Prefeitura decide fechar centro de saúde que atende 110 mil pessoas em São Paulo

  • Por Izilda Alves/Jovem Pan
  • 21/09/2017 21h44 - Atualizado em 21/09/2017 22h28
Divulgação/USPO centro é referência no tratamento de hanseníase, doenças sexualmente transmissíveis, tuberculose e câncer de pele em São Paulo

A prefeitura vai fechar o Centro de Saúde Escola Geraldo de Paula Souza, que atende 110 mil pessoas na cidade de São Paulo. O secretário municipal de Saúde, Wilson Pollara, informou em reunião realizada nesta quinta-feira (21) que vai romper o convênio que deveria ser por cinco anos. O centro é referência no tratamento de hanseníase, doenças sexualmente transmissíveis, tuberculose e câncer de pele em São Paulo.
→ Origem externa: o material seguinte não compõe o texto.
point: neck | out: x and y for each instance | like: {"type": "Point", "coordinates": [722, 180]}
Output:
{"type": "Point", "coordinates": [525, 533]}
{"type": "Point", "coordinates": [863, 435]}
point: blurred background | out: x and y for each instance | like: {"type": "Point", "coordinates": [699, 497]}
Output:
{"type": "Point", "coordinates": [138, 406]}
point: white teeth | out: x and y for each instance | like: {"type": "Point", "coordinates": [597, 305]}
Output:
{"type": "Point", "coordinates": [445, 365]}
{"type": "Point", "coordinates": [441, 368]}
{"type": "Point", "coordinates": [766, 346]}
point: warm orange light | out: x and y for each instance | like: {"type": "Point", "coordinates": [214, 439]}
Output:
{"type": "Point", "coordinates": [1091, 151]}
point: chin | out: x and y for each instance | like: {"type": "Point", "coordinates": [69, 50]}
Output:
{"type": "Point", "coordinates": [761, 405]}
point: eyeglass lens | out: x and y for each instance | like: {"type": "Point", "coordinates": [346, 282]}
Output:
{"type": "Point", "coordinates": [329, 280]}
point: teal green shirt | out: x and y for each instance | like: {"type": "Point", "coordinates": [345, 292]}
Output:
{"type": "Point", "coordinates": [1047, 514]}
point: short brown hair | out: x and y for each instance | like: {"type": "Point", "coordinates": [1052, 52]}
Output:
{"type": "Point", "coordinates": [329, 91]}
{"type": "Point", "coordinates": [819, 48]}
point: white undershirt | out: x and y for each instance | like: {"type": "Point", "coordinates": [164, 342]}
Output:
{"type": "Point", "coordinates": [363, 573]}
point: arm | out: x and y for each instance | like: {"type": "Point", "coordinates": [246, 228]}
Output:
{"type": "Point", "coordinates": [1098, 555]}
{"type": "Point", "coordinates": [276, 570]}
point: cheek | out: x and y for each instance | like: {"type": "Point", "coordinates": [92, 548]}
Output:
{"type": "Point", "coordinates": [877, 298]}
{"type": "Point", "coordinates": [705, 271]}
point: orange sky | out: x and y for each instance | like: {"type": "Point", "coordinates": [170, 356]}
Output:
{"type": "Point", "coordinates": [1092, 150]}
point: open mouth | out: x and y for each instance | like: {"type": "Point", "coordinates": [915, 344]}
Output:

Um em cada quatro pacientes atendidos é idoso, que não terá onde ser atendido na rede pública de saúde da cidade de São Paulo. O centro de saúde, que é referência em tratamento e também treina estudantes de 25 faculdades de medicina e enfermagem do Estado, custa por mês R$350 mil reais. Mas a Prefeitura decidiu romper o convênio imediatamente, o que significa demissão de 47 profissionais, segundo o diretor técnico do Centro de Saúde Escola Geraldo de Paula Souza, Paulo Gallo, em entrevista exclusiva à Jovem Pan.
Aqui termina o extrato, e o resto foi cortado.